Working capital was $9,859,625 compared to working capital of $9,657,303 at December 31, 2016. The Company expects to meet its short-term obligations, including short-term obligations in respect of its notes payable and deferred consideration through cash earned through operating activities.
Conference Call
CRH will host a conference call to discuss its results on Thursday, April 27, 2017, at 11:00 am EST (08:00 am PST). To participate in the conference, please dial 1-800-319-4610, or 1-604-638-5340.
An audio replay of the conference will be available shortly after the call by dialing 1-855-669-9658, or (604) 674-8052 and access code 1307. The replay will be available until May 11, 2017.

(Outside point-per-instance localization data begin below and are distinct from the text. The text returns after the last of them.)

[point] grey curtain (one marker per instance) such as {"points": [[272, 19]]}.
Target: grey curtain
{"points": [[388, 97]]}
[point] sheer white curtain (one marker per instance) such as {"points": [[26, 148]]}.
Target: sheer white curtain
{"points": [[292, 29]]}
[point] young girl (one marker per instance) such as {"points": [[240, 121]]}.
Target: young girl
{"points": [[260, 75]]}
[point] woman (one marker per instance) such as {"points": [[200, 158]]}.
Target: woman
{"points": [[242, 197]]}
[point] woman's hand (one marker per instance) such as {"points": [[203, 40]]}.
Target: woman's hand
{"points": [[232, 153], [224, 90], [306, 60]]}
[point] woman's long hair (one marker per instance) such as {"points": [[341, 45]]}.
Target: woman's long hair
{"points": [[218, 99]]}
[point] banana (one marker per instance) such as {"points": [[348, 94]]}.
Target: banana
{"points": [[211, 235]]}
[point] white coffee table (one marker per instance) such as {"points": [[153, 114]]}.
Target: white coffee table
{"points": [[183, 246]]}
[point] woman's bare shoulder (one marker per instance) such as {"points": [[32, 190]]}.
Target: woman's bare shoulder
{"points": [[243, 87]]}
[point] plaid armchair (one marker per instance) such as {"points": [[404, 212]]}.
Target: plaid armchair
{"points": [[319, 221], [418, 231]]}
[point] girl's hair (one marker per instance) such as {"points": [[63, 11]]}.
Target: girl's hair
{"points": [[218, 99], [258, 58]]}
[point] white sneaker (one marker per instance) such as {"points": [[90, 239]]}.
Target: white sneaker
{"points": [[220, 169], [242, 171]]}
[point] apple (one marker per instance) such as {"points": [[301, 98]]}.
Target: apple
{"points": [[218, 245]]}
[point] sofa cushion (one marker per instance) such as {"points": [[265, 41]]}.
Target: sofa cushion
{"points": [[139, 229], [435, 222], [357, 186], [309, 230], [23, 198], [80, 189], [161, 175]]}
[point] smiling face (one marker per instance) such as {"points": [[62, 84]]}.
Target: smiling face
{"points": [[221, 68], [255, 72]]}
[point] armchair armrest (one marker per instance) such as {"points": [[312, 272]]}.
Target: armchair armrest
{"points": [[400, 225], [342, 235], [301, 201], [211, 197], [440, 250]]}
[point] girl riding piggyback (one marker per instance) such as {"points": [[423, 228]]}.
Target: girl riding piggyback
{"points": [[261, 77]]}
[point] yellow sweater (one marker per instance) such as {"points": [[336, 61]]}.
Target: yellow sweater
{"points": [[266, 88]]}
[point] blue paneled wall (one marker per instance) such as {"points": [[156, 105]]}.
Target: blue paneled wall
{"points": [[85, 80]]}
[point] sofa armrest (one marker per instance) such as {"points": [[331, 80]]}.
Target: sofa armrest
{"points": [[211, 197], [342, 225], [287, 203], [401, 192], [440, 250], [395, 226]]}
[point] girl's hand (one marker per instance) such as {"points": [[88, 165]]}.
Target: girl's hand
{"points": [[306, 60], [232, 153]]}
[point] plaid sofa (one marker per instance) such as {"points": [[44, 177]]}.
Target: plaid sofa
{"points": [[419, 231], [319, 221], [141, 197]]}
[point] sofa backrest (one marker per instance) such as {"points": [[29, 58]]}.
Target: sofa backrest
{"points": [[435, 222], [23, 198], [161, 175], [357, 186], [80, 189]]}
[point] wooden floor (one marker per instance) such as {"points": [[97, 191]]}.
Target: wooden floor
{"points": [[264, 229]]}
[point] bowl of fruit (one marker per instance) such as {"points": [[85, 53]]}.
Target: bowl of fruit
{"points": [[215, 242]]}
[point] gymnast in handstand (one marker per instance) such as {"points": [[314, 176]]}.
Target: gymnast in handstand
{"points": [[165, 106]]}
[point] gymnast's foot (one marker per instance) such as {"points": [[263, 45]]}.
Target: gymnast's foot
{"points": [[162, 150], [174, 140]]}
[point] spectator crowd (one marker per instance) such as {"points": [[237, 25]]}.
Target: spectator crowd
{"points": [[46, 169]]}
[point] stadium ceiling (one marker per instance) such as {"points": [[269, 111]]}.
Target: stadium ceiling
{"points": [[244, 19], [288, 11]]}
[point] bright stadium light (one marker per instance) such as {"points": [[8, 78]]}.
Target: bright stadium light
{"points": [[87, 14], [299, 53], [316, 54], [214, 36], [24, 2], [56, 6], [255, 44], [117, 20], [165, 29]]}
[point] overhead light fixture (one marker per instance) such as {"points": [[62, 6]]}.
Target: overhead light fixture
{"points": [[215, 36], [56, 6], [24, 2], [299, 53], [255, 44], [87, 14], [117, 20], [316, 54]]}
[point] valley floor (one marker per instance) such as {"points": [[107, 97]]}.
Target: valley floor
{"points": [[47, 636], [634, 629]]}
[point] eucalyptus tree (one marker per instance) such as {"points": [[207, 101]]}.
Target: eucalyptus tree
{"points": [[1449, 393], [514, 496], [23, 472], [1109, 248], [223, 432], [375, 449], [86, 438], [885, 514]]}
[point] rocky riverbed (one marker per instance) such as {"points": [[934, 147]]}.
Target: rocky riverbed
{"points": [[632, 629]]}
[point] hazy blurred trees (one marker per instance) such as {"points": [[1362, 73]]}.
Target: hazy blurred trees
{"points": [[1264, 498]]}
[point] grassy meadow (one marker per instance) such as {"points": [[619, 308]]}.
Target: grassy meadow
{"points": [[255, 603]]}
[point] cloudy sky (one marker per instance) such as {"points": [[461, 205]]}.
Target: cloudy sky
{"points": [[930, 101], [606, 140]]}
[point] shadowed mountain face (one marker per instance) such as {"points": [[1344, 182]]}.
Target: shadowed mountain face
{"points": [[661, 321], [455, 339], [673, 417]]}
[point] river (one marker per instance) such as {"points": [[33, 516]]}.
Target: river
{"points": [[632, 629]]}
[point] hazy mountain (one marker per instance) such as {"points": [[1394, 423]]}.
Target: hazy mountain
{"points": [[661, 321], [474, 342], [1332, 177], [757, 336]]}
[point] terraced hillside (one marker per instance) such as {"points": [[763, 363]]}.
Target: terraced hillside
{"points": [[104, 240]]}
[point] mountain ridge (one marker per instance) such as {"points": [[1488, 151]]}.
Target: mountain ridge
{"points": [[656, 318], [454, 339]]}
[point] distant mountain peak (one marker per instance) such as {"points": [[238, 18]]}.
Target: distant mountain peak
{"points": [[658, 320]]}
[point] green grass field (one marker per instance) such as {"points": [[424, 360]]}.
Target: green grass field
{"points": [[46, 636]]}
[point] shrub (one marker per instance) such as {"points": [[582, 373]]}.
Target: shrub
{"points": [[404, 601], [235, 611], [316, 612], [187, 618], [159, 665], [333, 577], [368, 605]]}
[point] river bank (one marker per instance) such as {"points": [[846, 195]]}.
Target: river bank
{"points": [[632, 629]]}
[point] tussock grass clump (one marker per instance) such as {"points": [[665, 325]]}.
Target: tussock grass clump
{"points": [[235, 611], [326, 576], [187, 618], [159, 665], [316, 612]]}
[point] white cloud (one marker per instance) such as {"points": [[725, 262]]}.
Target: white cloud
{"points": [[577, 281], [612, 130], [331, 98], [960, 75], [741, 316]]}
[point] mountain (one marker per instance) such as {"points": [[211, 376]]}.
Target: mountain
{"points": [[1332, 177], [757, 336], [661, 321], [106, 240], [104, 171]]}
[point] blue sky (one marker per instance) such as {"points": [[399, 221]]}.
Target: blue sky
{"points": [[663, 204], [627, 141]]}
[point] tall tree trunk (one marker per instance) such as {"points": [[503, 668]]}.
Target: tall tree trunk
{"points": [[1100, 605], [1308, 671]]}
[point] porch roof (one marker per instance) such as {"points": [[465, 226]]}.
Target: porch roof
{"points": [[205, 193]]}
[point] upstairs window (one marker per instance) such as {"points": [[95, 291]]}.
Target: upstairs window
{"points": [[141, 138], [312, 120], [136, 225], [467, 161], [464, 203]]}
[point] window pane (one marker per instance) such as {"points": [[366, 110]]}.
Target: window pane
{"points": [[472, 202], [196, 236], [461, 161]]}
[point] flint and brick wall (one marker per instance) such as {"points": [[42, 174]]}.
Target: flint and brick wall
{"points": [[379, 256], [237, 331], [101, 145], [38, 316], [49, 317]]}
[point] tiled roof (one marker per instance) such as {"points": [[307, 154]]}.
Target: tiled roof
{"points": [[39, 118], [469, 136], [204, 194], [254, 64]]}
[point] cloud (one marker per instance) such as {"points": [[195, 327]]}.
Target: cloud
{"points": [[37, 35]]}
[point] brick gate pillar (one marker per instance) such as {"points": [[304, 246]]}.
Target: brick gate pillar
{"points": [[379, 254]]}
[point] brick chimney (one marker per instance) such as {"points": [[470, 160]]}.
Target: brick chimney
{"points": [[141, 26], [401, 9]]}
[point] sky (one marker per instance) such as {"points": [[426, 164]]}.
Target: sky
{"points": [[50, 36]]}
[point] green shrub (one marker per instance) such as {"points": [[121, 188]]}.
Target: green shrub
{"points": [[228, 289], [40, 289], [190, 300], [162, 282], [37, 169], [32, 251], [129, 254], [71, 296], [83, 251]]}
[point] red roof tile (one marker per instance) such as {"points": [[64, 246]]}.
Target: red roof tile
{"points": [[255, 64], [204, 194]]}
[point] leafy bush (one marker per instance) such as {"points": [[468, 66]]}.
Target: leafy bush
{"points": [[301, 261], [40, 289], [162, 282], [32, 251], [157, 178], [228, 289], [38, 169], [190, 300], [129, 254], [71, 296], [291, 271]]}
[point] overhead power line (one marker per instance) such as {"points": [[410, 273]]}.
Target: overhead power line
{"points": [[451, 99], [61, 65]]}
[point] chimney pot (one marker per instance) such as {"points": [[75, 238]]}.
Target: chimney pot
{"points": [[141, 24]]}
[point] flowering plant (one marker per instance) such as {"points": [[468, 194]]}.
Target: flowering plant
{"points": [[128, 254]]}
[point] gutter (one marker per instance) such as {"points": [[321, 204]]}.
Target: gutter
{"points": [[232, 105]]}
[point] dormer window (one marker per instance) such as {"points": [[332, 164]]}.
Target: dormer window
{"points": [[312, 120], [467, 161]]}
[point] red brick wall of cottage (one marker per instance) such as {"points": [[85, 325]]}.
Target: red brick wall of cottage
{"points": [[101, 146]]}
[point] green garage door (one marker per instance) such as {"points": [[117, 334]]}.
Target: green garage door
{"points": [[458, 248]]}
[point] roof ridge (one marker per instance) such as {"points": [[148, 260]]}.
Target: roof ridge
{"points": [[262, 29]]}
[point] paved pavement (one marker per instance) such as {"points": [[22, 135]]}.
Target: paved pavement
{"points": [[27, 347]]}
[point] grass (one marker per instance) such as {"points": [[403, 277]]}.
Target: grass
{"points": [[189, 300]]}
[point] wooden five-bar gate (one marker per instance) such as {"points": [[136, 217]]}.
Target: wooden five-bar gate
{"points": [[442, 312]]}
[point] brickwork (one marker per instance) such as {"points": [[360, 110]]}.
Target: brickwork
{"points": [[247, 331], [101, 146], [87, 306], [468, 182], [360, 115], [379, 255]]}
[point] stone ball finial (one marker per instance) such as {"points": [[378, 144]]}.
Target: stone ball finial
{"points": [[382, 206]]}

About CRH Medical Corporation
CRH Medical Corporation is a North American company focused on providing gastroenterologists throughout the United States with innovative services and products for the treatment of gastrointestinal diseases. The CRH O’Regan System is a single-use, disposable, hemorrhoid banding technology that is safe and highly effective in treating all grades of hemorrhoids. CRH distributes the O’Regan System, treatment protocols, operational and marketing expertise as a complete, turnkey package directly to gastroenterology practices, creating meaningful relationships with the gastroenterologists it serves. CRH’s O’Regan System is currently used in all 48 lower US states. In 2014, CRH acquired Gastroenterology Anesthesia Associates, LLC (“GAA”), a full-service gastroenterology anesthesia company that provides anesthesia services for patients undergoing endoscopic procedures. Since then, CRH has incorporated ten additional acquisitions to its anesthesia business. CRH Anesthesia now services 27 ambulatory surgical centers in seven states and performs approximately 185,000 procedures annually.
Non-IFRS Measures
This document makes reference to certain non-IFRS measures. These non-IFRS measures are not recognized measures under IFRS and do not have a standardized meaning prescribed by IFRS, and are therefore unlikely to be comparable to similar measures presented by other companies. When used, these measures are defined in such terms as to allow the reconciliation to the closest IFRS measure. These measures are provided as additional information to complement those IFRS measures by providing further understanding of the Company’s results of operations from management’s perspective. Accordingly, they should not be considered in isolation nor as a substitute for analyses of the Company’s financial information reported under IFRS.